I disturbi psichiatrici connessi
“Si definisce insonnia – spiega Claudio Mencacci, direttore emerito di psichiatria all’ospedale Fatebenefratelli di Milano e co-presidente SINPF – l’insoddisfazione per la quantità o la qualità del sonno, associata alla difficoltà nell’iniziare e mantenere il sonno da almeno 3 mesi. Questo risulta pertanto perturbato da frequenti risvegli o da problemi di riaddormentamento dopo i risvegli, con un conseguente impatto sulle ore diurne: sonnolenza, iperattività e un generale peggioramento della qualità della vita sono le conseguenze più evidenti.
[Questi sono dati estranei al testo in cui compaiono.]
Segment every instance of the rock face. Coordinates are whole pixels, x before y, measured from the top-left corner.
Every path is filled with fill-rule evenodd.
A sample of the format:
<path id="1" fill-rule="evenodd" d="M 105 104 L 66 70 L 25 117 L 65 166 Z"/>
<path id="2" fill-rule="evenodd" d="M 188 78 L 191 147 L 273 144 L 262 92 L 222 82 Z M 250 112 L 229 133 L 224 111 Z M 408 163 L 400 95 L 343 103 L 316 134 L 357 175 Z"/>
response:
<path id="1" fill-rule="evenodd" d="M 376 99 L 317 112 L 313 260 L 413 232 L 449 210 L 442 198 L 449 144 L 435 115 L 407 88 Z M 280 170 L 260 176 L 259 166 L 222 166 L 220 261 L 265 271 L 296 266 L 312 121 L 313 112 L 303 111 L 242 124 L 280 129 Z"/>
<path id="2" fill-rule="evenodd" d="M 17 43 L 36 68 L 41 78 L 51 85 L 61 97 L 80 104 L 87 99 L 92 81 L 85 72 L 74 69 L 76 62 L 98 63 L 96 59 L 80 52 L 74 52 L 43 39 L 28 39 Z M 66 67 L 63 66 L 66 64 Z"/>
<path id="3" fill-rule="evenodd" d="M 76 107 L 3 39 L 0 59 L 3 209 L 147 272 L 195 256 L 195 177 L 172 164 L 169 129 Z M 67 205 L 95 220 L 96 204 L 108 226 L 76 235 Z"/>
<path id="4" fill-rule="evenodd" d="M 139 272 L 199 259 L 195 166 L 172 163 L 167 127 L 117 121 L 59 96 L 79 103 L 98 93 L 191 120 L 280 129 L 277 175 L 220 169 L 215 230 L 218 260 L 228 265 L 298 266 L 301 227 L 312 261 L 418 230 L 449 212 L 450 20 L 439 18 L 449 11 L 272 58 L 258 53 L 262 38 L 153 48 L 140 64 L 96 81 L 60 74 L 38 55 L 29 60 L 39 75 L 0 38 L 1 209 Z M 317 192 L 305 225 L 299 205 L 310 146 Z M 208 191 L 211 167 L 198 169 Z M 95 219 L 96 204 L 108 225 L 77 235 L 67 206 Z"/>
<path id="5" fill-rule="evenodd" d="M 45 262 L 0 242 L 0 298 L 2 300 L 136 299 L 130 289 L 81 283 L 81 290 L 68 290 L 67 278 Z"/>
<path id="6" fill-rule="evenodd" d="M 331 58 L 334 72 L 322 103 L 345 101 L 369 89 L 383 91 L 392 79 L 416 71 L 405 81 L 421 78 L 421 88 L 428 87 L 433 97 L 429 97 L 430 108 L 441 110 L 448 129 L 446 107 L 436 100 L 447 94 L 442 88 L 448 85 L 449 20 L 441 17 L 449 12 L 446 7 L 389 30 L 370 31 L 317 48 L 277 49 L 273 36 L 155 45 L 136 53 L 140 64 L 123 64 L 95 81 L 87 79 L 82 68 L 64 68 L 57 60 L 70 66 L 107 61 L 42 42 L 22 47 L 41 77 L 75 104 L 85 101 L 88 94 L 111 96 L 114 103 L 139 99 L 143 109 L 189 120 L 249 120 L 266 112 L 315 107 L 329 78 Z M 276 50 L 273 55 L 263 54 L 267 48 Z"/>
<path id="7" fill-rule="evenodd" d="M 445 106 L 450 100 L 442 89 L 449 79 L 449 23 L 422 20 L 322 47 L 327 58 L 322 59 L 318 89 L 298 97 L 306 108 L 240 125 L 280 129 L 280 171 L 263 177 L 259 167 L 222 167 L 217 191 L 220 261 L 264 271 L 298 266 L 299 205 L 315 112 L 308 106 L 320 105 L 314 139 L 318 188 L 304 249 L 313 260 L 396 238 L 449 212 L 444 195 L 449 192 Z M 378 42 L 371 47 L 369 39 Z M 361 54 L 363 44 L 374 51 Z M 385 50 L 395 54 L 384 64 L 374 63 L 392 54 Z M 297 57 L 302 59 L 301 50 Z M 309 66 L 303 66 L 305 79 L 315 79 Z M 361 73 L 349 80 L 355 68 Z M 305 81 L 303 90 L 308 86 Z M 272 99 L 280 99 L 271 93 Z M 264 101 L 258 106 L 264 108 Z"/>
L’insonnia in alcuni casi può essere riconosciuta anche come sintomo di alcuni disturbi psichiatrici – continua Mencacci –. In questo caso le cause possono essere riconducibili a diversi fattori: un disallineamento del ritmo sonno-veglia rispetto a un ritmo considerato normale, per via ad esempio di cambiamenti di fusi orari o turni di lavoro o altra causa; uno sfasamento del ritmo biologico, come causa primaria, tipico ad esempio di chi soffre di irregolarità del ritmo sonno-veglia; un ritardo o un anticipo della fase di sonno che inducono rispettivamente un’insonnia iniziale o una sonnolenza serale con un precoce risveglio al mattino; un ritmo sonno-veglia diverso dalle 24 ore con un ritardo di 1-2 ore che si somma di giorno in giorno con inevitabili conseguenze.
Non ultimo, i cicli alterati di sonno possono essere dovuti anche a insonnie situazionali, quando ad esempio si tende a risolvere l’insonnia reattiva assecondando i propri orari fisiologici di addormentamento e risveglio mattutino, indipendentemente dagli orari convenzionali”.
Le cure personalizzate
“Per tutti questi contesti – prosegue Matteo Balestrieri, Ordinario di Psichiatria all’Università di Udine e co-presidente della SINPF – oggi disponiamo di terapie ad hoc che grazie, alla diversa pluralità di azione, consentono di modulare e personalizzare la cura, ad esempio confezionando una terapia in funzione della presenza di comorbilità di ansia e depressione, della durata dell’insonnia, scegliendo farmaci che non diano dipendenza nel lungo termine, e dell’età del paziente, usando ad esempio farmaci che non compromettono l’abilità diurna nel paziente anziano. I nuovi farmaci che agiscono antagonizzando l’orexina, di cui oggi grazie all’estensione della prescrivibilità può avvantaggiarsi anche lo psichiatra, consentono di ottenere benefici di efficacia a fronte del contenimento dei costi sociali e assistenziali, spesso elevatissimi, dell’insonnia”.